Australian stumbles upon prehistoric mega-shark teeth at the beach

Science

Science

He did not know it at the time, but the tooth he uncovered once belonged in the mouth of a 25-million-year-old giant shark that was twice the size of a great white. As it was confirmed by Erich Fitzgerald, a senior curator of vertebrate paleontology, the seven-centimeter-long teeth belong to a long extinct species called the great jagged narrow-toothed shark (Carcharocles angustidens).

Fossil enthusiast Philip Mullaly holds a giant shark tooth-evidence that a shark almost twice the size of a great white once stalked Australia's ancient oceans-at the Melbourne Museum on August 9, 2018. A cousin of the famous megalodon, this enormous shark would have measured over 30 feet in length - aka, twice the length of a great white shark.

The citizen scientist ended up pulling a 2.7-inch-long (7 centimeters) out of the boulder and took it to Museums Victoria for authentication.

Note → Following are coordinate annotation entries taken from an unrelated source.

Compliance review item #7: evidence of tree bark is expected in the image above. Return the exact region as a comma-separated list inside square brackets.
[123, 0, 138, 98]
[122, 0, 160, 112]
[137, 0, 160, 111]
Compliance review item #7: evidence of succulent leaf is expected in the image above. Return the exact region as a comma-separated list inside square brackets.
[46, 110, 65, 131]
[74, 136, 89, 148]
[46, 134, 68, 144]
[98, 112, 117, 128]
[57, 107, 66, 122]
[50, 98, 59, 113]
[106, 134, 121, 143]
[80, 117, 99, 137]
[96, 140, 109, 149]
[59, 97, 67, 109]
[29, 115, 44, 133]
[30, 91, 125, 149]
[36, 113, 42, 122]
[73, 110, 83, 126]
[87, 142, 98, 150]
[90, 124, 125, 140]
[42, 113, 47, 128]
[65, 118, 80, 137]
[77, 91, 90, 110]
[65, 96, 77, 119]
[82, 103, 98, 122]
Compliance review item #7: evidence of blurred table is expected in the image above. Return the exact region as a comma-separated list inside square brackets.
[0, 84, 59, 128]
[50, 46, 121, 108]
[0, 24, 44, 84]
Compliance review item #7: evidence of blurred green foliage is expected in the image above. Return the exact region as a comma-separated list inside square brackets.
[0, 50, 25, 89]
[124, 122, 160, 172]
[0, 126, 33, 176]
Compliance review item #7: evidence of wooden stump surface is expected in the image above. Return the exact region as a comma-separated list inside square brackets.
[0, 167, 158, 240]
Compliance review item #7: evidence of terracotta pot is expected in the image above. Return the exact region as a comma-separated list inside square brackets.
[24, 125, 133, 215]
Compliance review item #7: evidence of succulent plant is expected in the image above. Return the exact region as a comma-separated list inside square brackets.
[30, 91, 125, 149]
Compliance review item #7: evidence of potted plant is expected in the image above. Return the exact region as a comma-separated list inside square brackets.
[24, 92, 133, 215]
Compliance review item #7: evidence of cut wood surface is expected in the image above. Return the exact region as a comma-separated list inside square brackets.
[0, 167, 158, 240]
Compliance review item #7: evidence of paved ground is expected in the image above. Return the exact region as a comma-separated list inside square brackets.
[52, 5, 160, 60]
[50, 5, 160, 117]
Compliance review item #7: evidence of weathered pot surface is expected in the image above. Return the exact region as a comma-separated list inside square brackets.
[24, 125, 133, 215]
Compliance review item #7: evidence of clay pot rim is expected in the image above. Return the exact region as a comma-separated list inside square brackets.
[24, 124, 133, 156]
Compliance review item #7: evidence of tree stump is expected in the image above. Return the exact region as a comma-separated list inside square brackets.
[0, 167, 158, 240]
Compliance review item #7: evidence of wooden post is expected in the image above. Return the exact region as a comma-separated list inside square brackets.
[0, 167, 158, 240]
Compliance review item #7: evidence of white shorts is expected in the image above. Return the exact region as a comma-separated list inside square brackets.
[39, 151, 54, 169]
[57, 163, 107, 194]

"By donating his discovery to Museums Victoria, Phil has ensured that these unique fossils are available for scientific research and education both now and for generations to come".

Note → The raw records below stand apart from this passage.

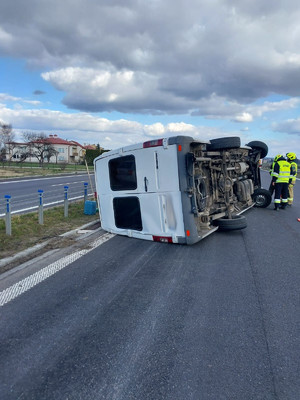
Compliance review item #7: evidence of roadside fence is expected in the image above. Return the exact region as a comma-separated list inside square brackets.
[0, 182, 95, 236]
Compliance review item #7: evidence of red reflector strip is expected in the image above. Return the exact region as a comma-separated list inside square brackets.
[152, 236, 173, 243]
[143, 139, 163, 149]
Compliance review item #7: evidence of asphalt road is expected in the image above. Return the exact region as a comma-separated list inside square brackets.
[0, 173, 300, 400]
[0, 174, 95, 216]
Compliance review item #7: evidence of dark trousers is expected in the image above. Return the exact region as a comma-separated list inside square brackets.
[274, 182, 289, 204]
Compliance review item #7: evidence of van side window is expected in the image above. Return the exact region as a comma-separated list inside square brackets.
[108, 155, 137, 190]
[113, 197, 143, 231]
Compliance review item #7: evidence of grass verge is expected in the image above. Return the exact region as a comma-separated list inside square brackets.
[0, 201, 98, 259]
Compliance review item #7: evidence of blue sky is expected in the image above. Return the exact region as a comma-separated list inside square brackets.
[0, 0, 300, 156]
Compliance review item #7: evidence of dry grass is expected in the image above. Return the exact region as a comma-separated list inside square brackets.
[0, 201, 98, 259]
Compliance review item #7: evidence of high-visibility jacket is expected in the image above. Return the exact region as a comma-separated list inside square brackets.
[273, 159, 292, 183]
[290, 161, 298, 184]
[269, 161, 276, 176]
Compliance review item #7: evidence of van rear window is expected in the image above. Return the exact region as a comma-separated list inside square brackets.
[113, 197, 143, 231]
[108, 155, 137, 190]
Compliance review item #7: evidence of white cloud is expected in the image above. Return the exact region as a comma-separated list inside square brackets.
[0, 0, 300, 113]
[272, 118, 300, 136]
[233, 112, 253, 122]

Secondly, these rare fossils are among a handful of ancient shark teeth to have been found as a set.

"These teeth are of global significance, as they represent one of just three associated groupings of Carcharocles angustidens teeth in the world", Fitzgerald explained.

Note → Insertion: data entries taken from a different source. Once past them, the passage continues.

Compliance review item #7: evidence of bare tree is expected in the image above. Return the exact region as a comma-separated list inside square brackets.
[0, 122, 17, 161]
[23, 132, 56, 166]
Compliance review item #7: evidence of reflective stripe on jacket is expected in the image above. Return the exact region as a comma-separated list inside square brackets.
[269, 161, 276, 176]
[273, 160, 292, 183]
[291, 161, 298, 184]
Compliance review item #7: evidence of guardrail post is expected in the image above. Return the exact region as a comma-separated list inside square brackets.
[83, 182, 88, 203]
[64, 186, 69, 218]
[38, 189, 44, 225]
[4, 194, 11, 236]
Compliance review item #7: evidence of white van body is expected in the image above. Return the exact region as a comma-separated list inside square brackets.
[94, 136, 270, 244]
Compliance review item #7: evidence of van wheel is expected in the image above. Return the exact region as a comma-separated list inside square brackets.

This is because sharks, who have the ability to regrow teeth, lose up to a tooth a day and cartilage, the material a shark skeleton is made of, does not readily fossilise.

This makes the newfound fossils all the more extraordinary, as multiple shark teeth coming from the same specimen are notoriously hard to find.

Researchers believe those teeth were left behind as a result of getting lodged in the carcass of the Great Jagged Narrow-Toothed Shark as smaller sharks fed on it after the much larger animal died. When Fitzgerald and a team went to investigate, they found around 40 more teeth, including a few from a genus (Hexanchus) that is still alive today. According to Fitzgerald, the vast majority of shark dental remains consist of single fossilized teeth.

"I'm willing to bet there's more up there", he said.